Primeiro, a pampa. Em seguida, uma família. Por fim, Andriele. O próprio discurso do filme mostra que sua delimitação foi obra do acaso. O documentário de Elisa Pessoa apresenta ao espectador a figura de Andriele, uma jovem sonhadora que vive com sua família na pampa gaúcha, mais especificamente no município de Dom Pedrito. Ao longo dos noventa minutos de filme, acompanhamos a personagem principal por volta de cinco ou seis anos: desde sua adolescência até a idade adulta. Entre sonhos, paixões e desejos, vemos Andriele descobrir a vida independente e também, muitas vezes, esbarrar nos limites que a vida real lhe impunha. O que parecia ser um filme sobre uma pacata família e sua vida no campo, torna-se uma espécie de diário visual pelo qual conhecemos a garota.
A primeira imagem da pampa é linda. Bem tratada, com uma iluminação radiante, enquadramento perfeito e um senso estético ímpar. Mas o campo não comporta essa imagem. O que realmente nos dá um senso de pertencimento ao local são as gravações seguintes: gravadas por um celular, granuladas, com pouco cuidado no enquadramento e sem nenhuma estabilidade. É isso que a pampa nos entrega como verdade visual. Não são imagens de cinema. São imagens de Andriele. O acaso fez bem ao filme de Elisa. Ter descoberto essa potência intrínseca no retrato amador, cotidiano, de Andriele dá sobrevida ao documentário.
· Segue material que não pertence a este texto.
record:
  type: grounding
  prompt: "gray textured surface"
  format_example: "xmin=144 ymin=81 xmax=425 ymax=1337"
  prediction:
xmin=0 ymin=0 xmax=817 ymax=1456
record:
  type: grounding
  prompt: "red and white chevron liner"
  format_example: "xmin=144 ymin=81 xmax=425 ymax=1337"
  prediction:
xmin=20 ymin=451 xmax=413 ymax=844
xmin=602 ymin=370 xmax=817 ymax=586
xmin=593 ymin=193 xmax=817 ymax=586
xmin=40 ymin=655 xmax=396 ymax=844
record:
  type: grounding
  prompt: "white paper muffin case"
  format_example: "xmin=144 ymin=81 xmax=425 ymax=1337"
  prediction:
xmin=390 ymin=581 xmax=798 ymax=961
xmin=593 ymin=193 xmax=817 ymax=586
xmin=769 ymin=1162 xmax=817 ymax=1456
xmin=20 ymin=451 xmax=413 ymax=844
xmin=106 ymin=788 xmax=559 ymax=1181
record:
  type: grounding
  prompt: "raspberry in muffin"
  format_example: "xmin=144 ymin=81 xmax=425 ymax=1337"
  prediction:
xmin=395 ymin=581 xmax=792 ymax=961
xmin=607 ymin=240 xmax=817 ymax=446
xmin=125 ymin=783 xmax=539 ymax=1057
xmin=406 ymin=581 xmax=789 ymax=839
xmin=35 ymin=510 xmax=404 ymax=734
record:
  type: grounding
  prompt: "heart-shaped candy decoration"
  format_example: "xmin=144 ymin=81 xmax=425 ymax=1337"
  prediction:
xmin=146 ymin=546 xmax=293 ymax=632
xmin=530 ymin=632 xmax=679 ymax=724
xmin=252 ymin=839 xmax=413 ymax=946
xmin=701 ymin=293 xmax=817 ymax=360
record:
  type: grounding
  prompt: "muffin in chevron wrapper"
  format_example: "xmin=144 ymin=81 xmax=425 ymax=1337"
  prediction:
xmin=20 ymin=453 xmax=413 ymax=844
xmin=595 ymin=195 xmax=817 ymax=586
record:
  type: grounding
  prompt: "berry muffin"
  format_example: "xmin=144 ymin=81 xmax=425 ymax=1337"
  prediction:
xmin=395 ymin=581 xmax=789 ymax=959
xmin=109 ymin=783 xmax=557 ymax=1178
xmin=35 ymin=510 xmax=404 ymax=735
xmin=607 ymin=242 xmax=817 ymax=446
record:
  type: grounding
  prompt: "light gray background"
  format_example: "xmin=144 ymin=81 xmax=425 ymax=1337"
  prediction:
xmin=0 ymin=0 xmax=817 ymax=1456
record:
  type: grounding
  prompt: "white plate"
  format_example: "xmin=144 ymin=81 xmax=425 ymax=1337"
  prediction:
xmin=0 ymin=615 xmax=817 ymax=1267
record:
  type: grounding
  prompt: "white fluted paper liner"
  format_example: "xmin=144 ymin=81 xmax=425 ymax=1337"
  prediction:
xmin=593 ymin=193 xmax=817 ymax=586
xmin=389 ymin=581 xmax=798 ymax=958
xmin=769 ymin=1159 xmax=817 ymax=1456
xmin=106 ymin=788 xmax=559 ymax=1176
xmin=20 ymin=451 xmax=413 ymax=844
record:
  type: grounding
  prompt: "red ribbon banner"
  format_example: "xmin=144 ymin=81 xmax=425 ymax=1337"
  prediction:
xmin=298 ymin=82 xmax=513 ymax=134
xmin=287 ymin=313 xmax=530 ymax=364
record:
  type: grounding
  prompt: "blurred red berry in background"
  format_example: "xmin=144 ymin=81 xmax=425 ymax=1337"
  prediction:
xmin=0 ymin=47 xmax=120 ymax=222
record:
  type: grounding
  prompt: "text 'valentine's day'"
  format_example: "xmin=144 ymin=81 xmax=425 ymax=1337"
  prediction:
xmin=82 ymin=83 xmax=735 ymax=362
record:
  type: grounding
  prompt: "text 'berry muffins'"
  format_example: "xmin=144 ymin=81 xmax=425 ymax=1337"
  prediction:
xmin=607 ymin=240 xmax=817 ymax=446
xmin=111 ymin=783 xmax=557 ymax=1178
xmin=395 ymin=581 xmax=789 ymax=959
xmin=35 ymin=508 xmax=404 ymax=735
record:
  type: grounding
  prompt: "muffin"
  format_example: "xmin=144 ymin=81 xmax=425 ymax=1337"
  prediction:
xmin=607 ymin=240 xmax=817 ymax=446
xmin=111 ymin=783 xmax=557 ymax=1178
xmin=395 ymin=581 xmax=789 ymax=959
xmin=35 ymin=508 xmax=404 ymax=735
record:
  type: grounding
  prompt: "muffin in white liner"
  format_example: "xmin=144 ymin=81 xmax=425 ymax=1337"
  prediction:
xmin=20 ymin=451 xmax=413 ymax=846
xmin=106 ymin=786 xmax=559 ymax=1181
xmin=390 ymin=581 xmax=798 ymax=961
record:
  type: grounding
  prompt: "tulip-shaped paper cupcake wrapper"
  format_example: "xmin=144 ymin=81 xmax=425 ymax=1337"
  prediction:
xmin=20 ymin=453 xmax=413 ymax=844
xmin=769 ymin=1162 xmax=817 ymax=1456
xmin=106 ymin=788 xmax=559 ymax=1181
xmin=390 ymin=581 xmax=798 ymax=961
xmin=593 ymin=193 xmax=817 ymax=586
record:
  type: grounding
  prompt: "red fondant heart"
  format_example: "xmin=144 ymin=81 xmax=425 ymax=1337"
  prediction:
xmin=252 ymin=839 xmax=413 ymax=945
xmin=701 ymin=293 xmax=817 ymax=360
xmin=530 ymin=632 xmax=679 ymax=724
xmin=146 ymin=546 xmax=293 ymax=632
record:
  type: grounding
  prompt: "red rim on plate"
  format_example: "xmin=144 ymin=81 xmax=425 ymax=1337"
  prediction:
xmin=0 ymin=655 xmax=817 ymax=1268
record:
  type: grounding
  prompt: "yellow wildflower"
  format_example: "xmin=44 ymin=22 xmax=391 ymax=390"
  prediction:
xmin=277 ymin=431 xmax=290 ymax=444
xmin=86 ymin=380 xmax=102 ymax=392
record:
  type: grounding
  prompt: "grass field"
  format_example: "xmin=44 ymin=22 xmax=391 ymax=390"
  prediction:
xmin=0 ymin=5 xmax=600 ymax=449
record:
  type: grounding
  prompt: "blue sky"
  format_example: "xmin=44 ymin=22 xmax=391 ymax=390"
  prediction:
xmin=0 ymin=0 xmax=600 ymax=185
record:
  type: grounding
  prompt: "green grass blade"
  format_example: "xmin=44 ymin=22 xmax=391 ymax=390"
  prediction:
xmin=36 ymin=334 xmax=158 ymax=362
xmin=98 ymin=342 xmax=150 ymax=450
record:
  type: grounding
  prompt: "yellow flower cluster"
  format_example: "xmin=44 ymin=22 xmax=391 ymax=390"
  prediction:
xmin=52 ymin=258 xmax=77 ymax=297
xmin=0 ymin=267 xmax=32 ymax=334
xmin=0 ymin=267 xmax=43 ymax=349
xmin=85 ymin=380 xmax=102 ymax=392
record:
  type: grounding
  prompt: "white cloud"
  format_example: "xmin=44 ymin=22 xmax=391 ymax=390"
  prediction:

Nos primeiros minutos, vemos mais daqueles planos lindos, agora enquadrando o pai e a mãe da protagonista. A mãe, mais desenvolta perante a câmera, ainda parece engessada; o pai é quieto, claramente incomodado com a câmera. Adiante no filme, quando a câmera é o celular de Andriele, tudo ocorre com mais naturalidade – a própria protagonista quando enfrentada pelas lentes do cinema não consegue se expressar como o faz com sua própria câmera amadora. Fosse o filme todo feito com as belas, porém inócuas, imagens cinematográficas, pouco se teria a falar sobre Céu Aberto.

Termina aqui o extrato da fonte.